By Jorge Casuso
December 12, 2025 -- The City fund that helps subsidize affordable housing construction in Santa Monica ended the fiscal year with some $14.5 million, enough to subsidize 122 affordable units on City-owned sites.
The City's Housing Trust Fund (HTF) is stretched even thinner when the housing is built on private land, with the fund supporting only 53 homes, according to a staff report on Tuesday's City Council agenda.
The data, which is required to be released under State law, offers a look at how stretched the HTF fund is after being tapped to help keep the cash-strapped City in the black.
A red flag was raised during a special meeting in March focused on balancing the City's budget. Councilmembers Dan Hall and Jesse Zwick pushed for selling City properties as a "last resort" to pump money into the housing fund, which has been used to help pay $230 million in sex abuse settlements.
The publicly owned land includes the former site of Parking Structure 3 Downtown, where the Council approved a 122-unit apartment building for the homeless in April 2024 that is estimated to cost more than $1 million per unit.
The City is also seeking proposals for a prime site in the heart of Downtown at 4th and 5th streets and Arizona Avenue to "provide a minimum of 362 affordable residences" or, if not financially feasible, consider "alternative scenarios to maximize the number of affordable apartments."
The 2.57-acre site is one of three City-owned sites -- which also include Downtown Parking Structure 1 and The Bergamot Station Arts Center -- the Council designed in February as "surplus land" to pave the way for a total of 1,880 affordable units.
"The use of City-owned land for affordable housing provides multiple benefits including maximizing the value of the HTF as most of the (funds) loaned to affordable housing organizations are used to acquire land," staff wrote.
"By contributing land it already owns, the direct cost of acquiring land is eliminated and the City can stretch its HTF’s further to increase the supply of affordable housing."
The monies in the HTF could be needed for affordable housing pre-development costs and/or closing the construction gap for affordable housing developments on City-owned sites, staff wrote.
Based on the six most recent affordable housing developments the City has funded, the average subsidy for those costs was $119,072 per affordable unit, while an average City subsidy for land acquisition was $155,198 per unit.
"Total average City subsidy, including pre-development, construction gap, and land acquisition costs, was $274,270 per affordable residence," staff wrote.

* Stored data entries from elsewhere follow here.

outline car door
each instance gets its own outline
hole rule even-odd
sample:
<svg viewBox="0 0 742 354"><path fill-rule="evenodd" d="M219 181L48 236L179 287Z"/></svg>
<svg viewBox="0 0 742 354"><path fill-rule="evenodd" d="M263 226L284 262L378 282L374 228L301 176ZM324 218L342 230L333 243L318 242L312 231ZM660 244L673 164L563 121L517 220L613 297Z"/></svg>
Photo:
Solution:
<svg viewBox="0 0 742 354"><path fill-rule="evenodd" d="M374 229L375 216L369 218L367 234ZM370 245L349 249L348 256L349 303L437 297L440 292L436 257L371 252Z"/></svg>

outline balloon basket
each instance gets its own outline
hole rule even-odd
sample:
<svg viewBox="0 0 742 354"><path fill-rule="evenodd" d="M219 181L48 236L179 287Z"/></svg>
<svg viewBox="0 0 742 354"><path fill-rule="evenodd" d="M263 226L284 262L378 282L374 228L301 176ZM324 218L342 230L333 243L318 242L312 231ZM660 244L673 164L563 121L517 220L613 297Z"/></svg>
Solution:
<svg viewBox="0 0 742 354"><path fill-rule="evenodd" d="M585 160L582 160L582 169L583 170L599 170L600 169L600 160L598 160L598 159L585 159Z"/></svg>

But the City subsidies can be much higher. The City Council in August approved a $19,616,330 loan from the housing fund to Community Corporation to rehab a 76-year-old courtyard building in the Pico Neighborhood with 40 rent control units.

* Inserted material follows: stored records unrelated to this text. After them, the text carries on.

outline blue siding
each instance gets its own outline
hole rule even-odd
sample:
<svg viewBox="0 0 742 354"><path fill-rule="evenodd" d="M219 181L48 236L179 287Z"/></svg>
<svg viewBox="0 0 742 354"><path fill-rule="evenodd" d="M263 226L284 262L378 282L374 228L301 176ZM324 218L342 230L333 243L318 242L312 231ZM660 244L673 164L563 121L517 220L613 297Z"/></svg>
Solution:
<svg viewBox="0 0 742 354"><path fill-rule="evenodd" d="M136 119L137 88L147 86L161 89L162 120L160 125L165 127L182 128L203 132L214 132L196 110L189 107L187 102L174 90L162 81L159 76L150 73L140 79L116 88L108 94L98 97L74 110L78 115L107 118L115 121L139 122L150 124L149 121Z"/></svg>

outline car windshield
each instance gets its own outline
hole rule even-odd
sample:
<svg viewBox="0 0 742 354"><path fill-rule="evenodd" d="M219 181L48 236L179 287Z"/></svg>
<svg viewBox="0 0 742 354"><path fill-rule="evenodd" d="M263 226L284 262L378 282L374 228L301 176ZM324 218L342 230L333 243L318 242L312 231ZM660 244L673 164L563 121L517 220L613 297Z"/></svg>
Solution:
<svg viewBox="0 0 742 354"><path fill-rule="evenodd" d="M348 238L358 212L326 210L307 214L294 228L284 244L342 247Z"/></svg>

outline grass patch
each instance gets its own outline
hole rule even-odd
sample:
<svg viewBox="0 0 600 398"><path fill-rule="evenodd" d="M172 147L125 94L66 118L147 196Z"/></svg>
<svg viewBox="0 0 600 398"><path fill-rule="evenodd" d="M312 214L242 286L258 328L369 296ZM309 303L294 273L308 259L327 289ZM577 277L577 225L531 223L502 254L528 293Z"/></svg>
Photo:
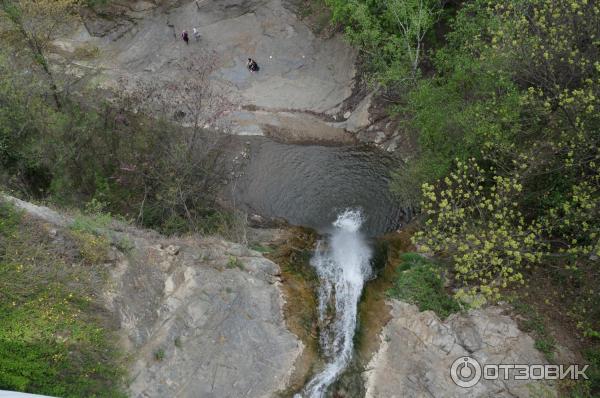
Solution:
<svg viewBox="0 0 600 398"><path fill-rule="evenodd" d="M0 389L124 397L111 319L95 299L104 271L73 266L78 242L64 244L0 202Z"/></svg>
<svg viewBox="0 0 600 398"><path fill-rule="evenodd" d="M244 264L242 264L240 259L236 256L229 256L229 260L227 260L227 268L239 268L243 270Z"/></svg>
<svg viewBox="0 0 600 398"><path fill-rule="evenodd" d="M431 310L442 319L460 311L459 303L444 288L438 265L416 253L404 253L400 259L390 297L415 304L420 311Z"/></svg>
<svg viewBox="0 0 600 398"><path fill-rule="evenodd" d="M250 247L251 250L254 250L256 252L263 253L263 254L272 253L273 252L272 248L270 248L268 246L263 246L263 245L261 245L259 243L253 243L249 247Z"/></svg>
<svg viewBox="0 0 600 398"><path fill-rule="evenodd" d="M159 348L158 350L154 351L154 359L159 362L165 359L165 350Z"/></svg>
<svg viewBox="0 0 600 398"><path fill-rule="evenodd" d="M69 227L74 231L99 234L110 227L112 220L113 217L110 213L90 212L78 214Z"/></svg>
<svg viewBox="0 0 600 398"><path fill-rule="evenodd" d="M569 398L600 397L600 347L588 348L582 356L589 365L585 371L588 380L561 380L562 395Z"/></svg>
<svg viewBox="0 0 600 398"><path fill-rule="evenodd" d="M587 349L584 351L583 357L590 363L587 371L589 380L584 382L587 387L586 389L598 392L600 391L600 347Z"/></svg>
<svg viewBox="0 0 600 398"><path fill-rule="evenodd" d="M70 225L70 235L78 243L79 254L87 264L102 262L110 249L110 238L103 234L110 225L110 215L79 215Z"/></svg>
<svg viewBox="0 0 600 398"><path fill-rule="evenodd" d="M107 258L110 242L105 236L80 230L71 231L71 236L77 241L79 254L86 264L97 264Z"/></svg>
<svg viewBox="0 0 600 398"><path fill-rule="evenodd" d="M105 212L105 204L92 199L85 206L85 213L79 213L69 225L70 235L79 246L79 254L86 264L97 264L106 260L113 243L123 251L134 247L126 237L116 239L110 233L113 223L111 213Z"/></svg>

The amount the fund subsidized -- which included an earlier $15,183,670 HTF loan to buy and prepare to rehab the privately owned building -- was $802,875 per unit.
Community Corp, as is the case with all housing trust subsidies, is not expected to pay the full amount of the loan but said it is seeking other funding to lower the City's cost, according to a staff report for the August 12 Council meeting.
To ensure monies in the Housing Fund are spent in accordance with State law, an independent financial audit of the Fund must be conducted annually within six months of the end of the fiscal year on June 30, according to City staff.